Sunday, March 25, 2012

Eric Frank Russell's "I Am Nothing" (novelette): Ruthless dictator has a change of heart

There is a well known name in Indian history - Ashok. He lived a couple of centuries AD, was a ruthless warrior, & is today remembered as the ultimate pacifist - a change of heart that is said to have happened when he saw the ruins of one of his battles. He's supposed to be the man who first publicized Buddhism at a large enough scale. The official stamp of the government of India is a symbol taken from one of his monuments.

This is a similar story - a ruthless dictator who has never known love, & has destroyed a lot of communities & lives to his ambition, meets a distraught little girl, the only survivor of a village destroyed by his troops. And we witness may be the beginnings of a change of heart...

Quotes.

  1. "Only the strong knew there is but one cause of war. All the other multitudinous reasons recorded in the history books were not real reasons at all. They were nothing but plausible pretexts. There was but one root cause that persisted right back to the days of the jungle. When two monkeys want the same banana, that is war."
  2. "The feared are respected and that is proper and decent.

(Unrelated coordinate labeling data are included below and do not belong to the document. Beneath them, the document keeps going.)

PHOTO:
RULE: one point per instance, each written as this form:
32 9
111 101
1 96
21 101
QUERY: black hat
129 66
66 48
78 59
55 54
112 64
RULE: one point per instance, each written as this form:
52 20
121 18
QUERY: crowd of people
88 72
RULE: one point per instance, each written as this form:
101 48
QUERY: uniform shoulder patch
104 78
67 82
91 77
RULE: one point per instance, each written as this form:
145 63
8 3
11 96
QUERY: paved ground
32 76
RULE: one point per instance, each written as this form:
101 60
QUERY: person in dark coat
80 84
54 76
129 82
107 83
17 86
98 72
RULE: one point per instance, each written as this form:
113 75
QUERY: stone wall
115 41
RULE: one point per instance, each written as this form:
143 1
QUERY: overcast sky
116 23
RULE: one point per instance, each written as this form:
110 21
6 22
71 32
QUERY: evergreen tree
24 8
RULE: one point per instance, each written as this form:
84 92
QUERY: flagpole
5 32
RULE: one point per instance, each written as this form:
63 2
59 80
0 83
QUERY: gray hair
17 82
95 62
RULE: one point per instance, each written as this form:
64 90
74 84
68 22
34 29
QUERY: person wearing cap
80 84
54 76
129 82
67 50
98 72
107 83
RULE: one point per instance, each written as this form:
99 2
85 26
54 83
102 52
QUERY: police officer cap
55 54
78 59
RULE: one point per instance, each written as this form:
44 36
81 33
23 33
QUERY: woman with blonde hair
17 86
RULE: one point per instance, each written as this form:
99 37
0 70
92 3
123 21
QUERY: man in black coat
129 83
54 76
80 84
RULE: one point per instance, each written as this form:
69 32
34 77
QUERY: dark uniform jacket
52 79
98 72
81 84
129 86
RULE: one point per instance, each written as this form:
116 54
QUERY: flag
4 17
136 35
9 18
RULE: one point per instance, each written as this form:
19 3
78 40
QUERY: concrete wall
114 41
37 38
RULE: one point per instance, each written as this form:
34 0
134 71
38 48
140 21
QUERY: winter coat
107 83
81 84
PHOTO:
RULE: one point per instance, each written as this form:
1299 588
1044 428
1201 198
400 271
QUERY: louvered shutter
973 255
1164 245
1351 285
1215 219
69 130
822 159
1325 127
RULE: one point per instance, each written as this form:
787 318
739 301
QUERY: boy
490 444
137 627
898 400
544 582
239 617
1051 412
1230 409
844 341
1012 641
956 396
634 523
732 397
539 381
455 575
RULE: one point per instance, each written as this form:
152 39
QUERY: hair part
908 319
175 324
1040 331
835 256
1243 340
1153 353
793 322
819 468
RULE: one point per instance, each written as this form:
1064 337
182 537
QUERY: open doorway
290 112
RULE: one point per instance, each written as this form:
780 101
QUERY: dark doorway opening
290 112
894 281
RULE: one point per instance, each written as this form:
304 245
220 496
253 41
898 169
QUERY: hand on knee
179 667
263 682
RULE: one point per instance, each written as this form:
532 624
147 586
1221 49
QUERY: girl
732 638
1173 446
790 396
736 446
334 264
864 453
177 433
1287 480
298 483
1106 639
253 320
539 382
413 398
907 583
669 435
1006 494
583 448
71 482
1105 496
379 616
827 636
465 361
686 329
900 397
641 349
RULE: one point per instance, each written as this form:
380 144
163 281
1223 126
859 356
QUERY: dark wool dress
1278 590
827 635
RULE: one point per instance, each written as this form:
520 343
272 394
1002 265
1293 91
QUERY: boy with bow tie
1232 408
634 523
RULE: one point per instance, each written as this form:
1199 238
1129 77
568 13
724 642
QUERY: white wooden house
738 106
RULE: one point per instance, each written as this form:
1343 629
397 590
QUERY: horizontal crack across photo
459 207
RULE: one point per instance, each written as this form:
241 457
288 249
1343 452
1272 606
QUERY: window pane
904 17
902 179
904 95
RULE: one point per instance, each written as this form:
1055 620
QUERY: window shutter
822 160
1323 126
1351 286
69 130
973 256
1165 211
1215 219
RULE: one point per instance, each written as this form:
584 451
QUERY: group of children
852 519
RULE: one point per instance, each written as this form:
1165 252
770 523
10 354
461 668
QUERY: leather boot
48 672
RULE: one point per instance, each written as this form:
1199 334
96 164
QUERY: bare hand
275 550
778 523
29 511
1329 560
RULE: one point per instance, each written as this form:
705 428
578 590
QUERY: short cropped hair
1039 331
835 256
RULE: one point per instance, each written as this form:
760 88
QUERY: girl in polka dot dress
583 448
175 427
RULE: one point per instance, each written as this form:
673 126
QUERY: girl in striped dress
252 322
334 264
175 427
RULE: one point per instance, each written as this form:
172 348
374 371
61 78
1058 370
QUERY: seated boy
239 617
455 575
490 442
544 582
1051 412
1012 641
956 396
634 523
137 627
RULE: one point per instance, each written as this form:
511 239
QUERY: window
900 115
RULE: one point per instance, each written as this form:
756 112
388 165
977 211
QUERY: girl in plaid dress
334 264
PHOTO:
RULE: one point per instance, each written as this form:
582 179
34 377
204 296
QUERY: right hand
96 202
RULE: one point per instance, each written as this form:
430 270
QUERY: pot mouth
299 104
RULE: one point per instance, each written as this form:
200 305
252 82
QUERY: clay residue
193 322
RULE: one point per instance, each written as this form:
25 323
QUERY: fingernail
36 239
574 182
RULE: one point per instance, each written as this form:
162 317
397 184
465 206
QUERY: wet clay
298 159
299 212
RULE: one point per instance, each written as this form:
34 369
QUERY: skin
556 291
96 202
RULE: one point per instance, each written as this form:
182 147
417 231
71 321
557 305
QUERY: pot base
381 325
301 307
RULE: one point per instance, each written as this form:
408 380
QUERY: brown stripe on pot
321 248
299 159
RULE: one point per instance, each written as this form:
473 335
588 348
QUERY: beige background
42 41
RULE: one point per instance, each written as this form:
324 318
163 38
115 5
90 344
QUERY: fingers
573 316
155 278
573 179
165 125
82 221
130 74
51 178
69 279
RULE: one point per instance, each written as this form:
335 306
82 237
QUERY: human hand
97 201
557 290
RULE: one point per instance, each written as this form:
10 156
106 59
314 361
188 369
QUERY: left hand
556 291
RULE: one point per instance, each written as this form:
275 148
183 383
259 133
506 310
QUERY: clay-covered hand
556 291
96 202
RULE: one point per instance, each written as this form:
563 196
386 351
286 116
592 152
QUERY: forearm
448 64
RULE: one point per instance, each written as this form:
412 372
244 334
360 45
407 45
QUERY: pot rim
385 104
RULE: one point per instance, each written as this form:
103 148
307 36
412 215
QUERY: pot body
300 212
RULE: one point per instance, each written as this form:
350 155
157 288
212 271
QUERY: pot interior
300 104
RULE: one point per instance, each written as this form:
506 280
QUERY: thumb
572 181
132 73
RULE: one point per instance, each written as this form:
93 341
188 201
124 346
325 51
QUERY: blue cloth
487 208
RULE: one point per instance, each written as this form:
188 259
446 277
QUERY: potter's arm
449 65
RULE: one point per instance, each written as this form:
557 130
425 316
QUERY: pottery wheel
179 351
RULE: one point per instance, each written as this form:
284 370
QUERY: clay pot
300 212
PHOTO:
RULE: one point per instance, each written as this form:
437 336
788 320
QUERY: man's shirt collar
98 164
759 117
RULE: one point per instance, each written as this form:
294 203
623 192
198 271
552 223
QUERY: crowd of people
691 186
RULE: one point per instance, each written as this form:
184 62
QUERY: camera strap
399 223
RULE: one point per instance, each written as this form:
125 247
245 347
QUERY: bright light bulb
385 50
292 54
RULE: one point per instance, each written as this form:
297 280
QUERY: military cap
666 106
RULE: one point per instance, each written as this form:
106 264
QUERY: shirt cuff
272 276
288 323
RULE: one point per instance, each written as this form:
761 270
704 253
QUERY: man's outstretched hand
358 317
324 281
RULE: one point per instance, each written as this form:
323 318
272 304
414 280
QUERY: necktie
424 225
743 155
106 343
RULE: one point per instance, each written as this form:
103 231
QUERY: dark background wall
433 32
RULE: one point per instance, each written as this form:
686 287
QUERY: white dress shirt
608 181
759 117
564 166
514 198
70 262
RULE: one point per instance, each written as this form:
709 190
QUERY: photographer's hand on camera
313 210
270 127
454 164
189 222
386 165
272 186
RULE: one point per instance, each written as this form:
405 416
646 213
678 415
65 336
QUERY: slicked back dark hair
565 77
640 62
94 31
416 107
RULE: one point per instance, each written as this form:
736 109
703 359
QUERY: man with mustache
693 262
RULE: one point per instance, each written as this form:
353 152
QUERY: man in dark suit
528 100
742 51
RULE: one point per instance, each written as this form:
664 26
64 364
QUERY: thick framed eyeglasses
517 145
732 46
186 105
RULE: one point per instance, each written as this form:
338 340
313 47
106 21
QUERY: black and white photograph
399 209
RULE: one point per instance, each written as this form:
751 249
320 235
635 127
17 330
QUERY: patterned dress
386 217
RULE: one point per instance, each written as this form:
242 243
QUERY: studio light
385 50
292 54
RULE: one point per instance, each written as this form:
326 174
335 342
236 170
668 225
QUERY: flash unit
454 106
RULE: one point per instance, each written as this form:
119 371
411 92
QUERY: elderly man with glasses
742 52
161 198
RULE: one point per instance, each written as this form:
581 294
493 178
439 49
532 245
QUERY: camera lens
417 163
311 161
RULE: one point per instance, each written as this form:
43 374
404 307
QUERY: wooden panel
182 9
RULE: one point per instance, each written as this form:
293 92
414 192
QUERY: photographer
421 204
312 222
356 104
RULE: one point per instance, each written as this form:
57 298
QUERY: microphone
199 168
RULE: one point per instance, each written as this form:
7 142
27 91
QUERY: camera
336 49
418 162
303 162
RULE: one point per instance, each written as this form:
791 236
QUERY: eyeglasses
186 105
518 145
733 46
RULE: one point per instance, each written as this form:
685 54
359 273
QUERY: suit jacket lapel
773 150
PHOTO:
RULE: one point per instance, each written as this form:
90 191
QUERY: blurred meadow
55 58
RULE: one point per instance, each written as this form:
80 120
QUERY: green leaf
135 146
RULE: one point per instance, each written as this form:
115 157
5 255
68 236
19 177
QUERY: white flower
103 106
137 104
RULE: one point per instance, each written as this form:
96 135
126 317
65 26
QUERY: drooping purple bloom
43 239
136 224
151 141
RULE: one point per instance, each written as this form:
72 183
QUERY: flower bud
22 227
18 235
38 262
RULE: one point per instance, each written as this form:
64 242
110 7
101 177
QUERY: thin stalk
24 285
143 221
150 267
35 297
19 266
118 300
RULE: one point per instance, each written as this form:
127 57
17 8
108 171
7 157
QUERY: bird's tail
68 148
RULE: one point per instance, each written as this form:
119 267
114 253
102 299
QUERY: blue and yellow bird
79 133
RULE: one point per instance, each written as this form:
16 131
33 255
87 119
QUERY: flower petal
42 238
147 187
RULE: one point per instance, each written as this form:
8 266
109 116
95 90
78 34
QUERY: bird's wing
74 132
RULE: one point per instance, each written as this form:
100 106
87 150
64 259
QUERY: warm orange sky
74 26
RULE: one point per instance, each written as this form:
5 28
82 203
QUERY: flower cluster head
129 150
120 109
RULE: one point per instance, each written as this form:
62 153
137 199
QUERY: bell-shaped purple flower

    If one can have nothing more."

Notes.

  1. I was wondering if the author modeled the dictator after an alternate wishful image of Hitler? Or was there an Ashok-like emperor in European history too?

Collected in.

  1. Eric Frank Russell's "Somewhere a Voice".
  2. "Major Ingredients" (ed Rick Katze). 

Fact sheet.

First published: Astounding, July 1952.
Rating: B.
Among the stories edited by John Campbell for Astounding/Analog.
Related: Stories of Eric Frank Russell.